A recordset of companies with TONKIN in the name

The results are returned within a fraction of a second; the equivalent query using LIKE took nearly 10 seconds.

Aside: Why have I written the query using a CTE, instead of a simple JOIN? When researching this post, I came across this from Brent Ozar: Why Full Text’s CONTAINS Queries Are So Slow

Apart from the increase in speed, the full-text index includes related words, e.g. if I change the query to search for ‘machine’, I get 2153 results where the company names contain ‘MACHINE’, ‘MACHINES’ and ‘MACHINING’. If I search for ‘move’, I get 2497 results where the company names contain ‘MOVE’, ‘MOVING’, ‘MOVED’, ‘MOVES’ and ‘MOVERS’.
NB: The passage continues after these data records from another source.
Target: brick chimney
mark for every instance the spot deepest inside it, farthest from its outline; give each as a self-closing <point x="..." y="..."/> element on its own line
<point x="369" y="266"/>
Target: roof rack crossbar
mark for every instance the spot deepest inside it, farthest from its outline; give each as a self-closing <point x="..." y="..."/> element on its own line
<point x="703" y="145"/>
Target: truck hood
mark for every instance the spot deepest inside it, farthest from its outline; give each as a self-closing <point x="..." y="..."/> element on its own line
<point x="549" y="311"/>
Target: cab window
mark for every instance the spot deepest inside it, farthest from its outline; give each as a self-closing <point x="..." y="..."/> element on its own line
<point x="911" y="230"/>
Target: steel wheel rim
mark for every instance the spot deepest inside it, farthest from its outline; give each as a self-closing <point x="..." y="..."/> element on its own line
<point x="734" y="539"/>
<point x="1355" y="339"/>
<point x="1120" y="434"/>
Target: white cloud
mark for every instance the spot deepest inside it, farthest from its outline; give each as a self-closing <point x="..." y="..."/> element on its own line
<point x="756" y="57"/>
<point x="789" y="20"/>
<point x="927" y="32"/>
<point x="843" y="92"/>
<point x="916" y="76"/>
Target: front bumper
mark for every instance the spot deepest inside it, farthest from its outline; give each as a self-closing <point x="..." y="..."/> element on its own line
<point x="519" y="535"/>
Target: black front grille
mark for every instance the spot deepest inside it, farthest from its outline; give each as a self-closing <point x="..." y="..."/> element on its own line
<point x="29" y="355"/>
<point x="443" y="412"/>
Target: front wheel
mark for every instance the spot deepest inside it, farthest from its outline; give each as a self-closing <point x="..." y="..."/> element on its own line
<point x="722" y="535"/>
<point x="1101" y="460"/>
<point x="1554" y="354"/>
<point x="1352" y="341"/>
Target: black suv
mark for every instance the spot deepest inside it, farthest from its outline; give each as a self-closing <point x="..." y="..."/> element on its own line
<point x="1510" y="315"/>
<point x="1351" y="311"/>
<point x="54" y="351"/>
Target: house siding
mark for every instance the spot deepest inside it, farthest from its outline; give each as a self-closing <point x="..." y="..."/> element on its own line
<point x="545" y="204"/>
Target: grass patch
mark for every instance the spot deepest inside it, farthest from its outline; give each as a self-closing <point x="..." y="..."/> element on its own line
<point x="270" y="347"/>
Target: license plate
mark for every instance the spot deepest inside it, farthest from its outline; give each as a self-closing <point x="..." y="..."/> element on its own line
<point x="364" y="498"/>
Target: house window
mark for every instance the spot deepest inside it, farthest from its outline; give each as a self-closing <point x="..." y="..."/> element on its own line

But what’s going on with the RANK column? Excellent question, why are they all the same number? It’s to do with the query string we’re passing to FREETEXTTABLE; if it was more complicated, e.g. ‘move OR clean’, then I get eight different values for RANK: 9,13,17,24,30,40,41,43. This page, Limit search results with RANK, has some interesting tidbits.

Loads more to do…

I’ve only lightly scratched the surface here; I know from experience that Full-Text Search is something to seriously consider for a production system, but I’d like a few days of playing around with real data, and real use-cases, before committing. If you’ve an on-going need to locate pieces of text in a large table (e.g. customer search functionality), there are a few things that can be done without installing Full-Text Search:

  • Ensuring current indexes are adequate, and actively being used by the SQL engine
  • Indexing the first few characters of a string
  • Splitting out words or other parts of strings into a separate table and indexing that
  • Caching the most popular searches
  • Storing or replicating the data to a Memory-Optimized Table
  • Hashing words, pairs/triples of words, or full phrases, and indexing the hashes
  • Enforcing other criteria to cut-down the search space, e.g. live customer? Applied this year?

and I’m sure I can come up with a few more, given time!